A arte não é fácil, diz Stephen Sondheim sobre o processo criativo. Então, novamente, se a arte escolhida parece incompreensível, então a vida também o é. O escritor e diretor colombiano Simón Mesa Soto, conhecido em Cannes, um “Poeta” que é conhecido como “Poeta”, mostra essa tortura com a história de um escritor de longa data cujo sofrimento se transformou em fracasso em vários campos. Com pouca esperança, sempre há espaço para as coisas piorarem.

Há uma graça sombria nesta palooza maligna, composta no tom de Woody Allen, uma vasta obra melancólica, mas há variações nos temas que alcançam sua própria clareza cômica, especialmente o retrato de todos os tempos de um saco triste de Ubeimar Rios.

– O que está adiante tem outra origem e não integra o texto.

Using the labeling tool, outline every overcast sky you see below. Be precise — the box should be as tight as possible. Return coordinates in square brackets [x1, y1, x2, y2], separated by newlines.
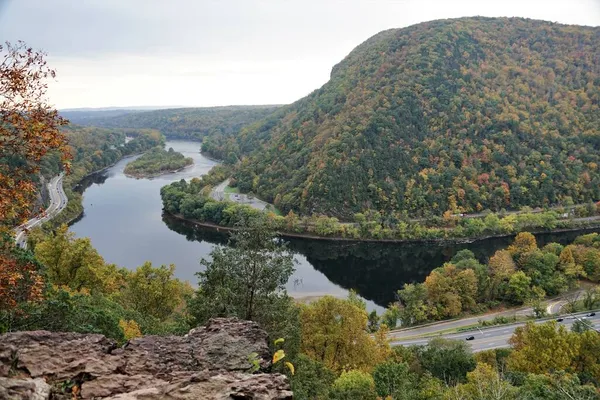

Décadas depois de seus dias premiados como jovem poeta publicado, Oscar (Rios) é divorciado, sufocado criativamente e sem um tostão, morando com sua mãe doente (Margarita Soto), separado de sua filha (Alisson Correa) e propenso a chorar de autopiedade quando não está bêbado, pedindo desculpas a quem ouve seu país. Ameaçado por sua família entediada, a menos que assuma um cargo de professor de poesia no ensino médio, Oscar engole seu orgulho e aceita o cargo.

Seus sentimentos mudam quando ele é apresentado ao pensamento escrito e direto da distraída estudante Yurlady (Rebeca Andrade, uma caloura de sucesso), que mora em uma casa apertada há quatro gerações. Oscar vê uma chance de se redimir tornando-se o mentor da garota, com o objetivo de colocá-la em uma prestigiada escola de poesia e em um festival de premiação organizado por seu arquirrival Efrain (Guillermo Cardona, um arrogante crível). Se Yurlady deseja reconhecimento público é outra questão, porque ela só considerava a escrita como uma forma pessoal de se expressar. Enquanto isso, Oscar, com seu idealismo despertado, vê uma oportunidade para um garoto problemático com talento bruto escapar de sua existência miserável.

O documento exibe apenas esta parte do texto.